A new global survey of central banks has revealed a surprising slowdown in how deeply monetary authorities are willing to integrate artificial intelligence into their core systems, reinforcing just how cautious policymakers have become as AI driven decision making spreads across financial markets. While many institutions have been experimenting with AI tools for years, the report shows that most usage remains limited to lightweight tasks such as summarizing data, scanning markets or assisting with routine analysis. The working group, which represents trillions in global assets across Europe, Africa, Latin America and Asia, made clear that the more a central bank experiments with AI, the more sharply it feels the risks. Several respondents argued that automated decision loops could accelerate crises instead of preventing them, and the overall sentiment pointed toward a philosophy that AI may amplify vision but should never replace human judgment. The reluctance comes at a moment when AI powered trading systems, risk models and payment infrastructure are speeding ahead in the private sector, creating a growing contrast between the pace of innovation and the pace of public sector adoption.

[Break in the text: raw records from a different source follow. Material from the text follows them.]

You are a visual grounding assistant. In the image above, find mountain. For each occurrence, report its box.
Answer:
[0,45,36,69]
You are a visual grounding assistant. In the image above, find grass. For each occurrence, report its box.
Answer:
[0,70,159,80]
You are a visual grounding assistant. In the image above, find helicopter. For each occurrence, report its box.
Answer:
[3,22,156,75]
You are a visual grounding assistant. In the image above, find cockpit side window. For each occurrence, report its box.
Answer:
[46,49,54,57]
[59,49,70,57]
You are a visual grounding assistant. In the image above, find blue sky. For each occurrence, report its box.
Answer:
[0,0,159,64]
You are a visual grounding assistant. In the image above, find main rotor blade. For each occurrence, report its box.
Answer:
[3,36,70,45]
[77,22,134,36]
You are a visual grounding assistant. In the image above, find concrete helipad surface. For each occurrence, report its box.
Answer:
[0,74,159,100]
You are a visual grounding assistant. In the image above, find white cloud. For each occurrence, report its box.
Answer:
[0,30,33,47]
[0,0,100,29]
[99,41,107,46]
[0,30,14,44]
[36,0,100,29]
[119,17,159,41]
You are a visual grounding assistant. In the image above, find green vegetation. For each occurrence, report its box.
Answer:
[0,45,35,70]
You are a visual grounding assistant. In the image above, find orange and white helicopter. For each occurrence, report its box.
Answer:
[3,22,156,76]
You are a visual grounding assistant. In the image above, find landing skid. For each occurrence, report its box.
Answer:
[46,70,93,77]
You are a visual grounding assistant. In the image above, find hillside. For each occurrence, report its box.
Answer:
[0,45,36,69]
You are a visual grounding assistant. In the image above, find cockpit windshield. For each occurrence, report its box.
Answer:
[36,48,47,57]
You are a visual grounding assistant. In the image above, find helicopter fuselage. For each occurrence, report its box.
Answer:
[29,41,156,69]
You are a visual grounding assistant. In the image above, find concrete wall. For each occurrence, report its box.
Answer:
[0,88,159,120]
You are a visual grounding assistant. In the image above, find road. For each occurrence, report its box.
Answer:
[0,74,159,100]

The survey also showed that digital assets remain almost entirely off the table for central banks, with the overwhelming majority choosing not to hold them as reserves. While tokenization attracted interest as a technological concept, cryptocurrencies themselves were still viewed with substantial caution. The most striking part of the findings was the tension between a global desire to diversify reserve portfolios and the near total inability to meaningfully reduce dollar exposure. Nearly sixty percent of the group expressed a long term desire to shift away from the dollar as the global system evolves toward a more multipolar structure, yet the unmatched liquidity of U.S. Treasuries keeps them anchored. Even with geopolitical pressure, tariff disruptions and concerns over the Federal Reserve’s independence, the dollar remains the only reserve asset capable of absorbing large scale flows without destabilizing the system. Central banks appear caught in a long term transition between a world that is changing quickly and a reserve architecture that has not caught up.
The combination of AI caution and dollar dependence paints a picture of global policymakers navigating a future where innovation and stability collide more directly. Many participants said their primary mandate remains resilience, and that means adopting technology only when it strengthens liquidity, risk management and operational clarity. The euro and yuan are viewed as potential beneficiaries of long run diversification, but neither is positioned to replace the dollar in a way that satisfies liquidity requirements. The result is a global system slowly inching toward change while still relying on the same backbone that has defined international finance for decades. With AI becoming a competitive advantage for private markets and tokenized assets advancing at record speed, central banks are choosing a deliberate path that prioritizes oversight over acceleration. Today’s survey captures that delicate balance and signals how monetary authorities are preparing for a world that may be multipolar in theory but remains dollar shaped in practice.